フォーレの「ピアノとオーケストラのための幻想曲」を調べる(19)2020/06/29 23:00:00

今回は練習記号18、447小節から調べる。ピアノは447小節で和音Cを鳴らすが次にB♭に下がり、次の小節ではAで解決する。
フォーレ「ピアノとオーケストラのための幻想曲」第447小節
これは、ビクトリーコードと「カセットテープミュージック」で名付けられたA♭⇒B♭⇒Cとは逆向きの進行になっている。もちろん、逆向きというだけでなくA♭とAの違いはあるが、わたしは向きの違いにこだわりたいと思う。フォーレはビクトリーではなく、撤退を好んだのだろう。続いて449小節からも、G→F→Eという進行でダメ押しをしている。

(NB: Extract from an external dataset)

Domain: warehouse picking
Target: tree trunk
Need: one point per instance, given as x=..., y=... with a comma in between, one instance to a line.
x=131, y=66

そして456小節からは6連符に続いてオクターブのトレモロ(バッテリー)を導入している。
フォーレ「ピアノとオーケストラのための幻想曲」第456小節
このトレモロは全音音階であるのもポイントで、このころのフォーレは全音音階を好んで使っている。全音音階の特徴は、青島広志の「究極の楽典」によれば≪半音を含まないので、浮き上がるような雰囲気をもっています≫とあり、まさにそのような効果が出ている。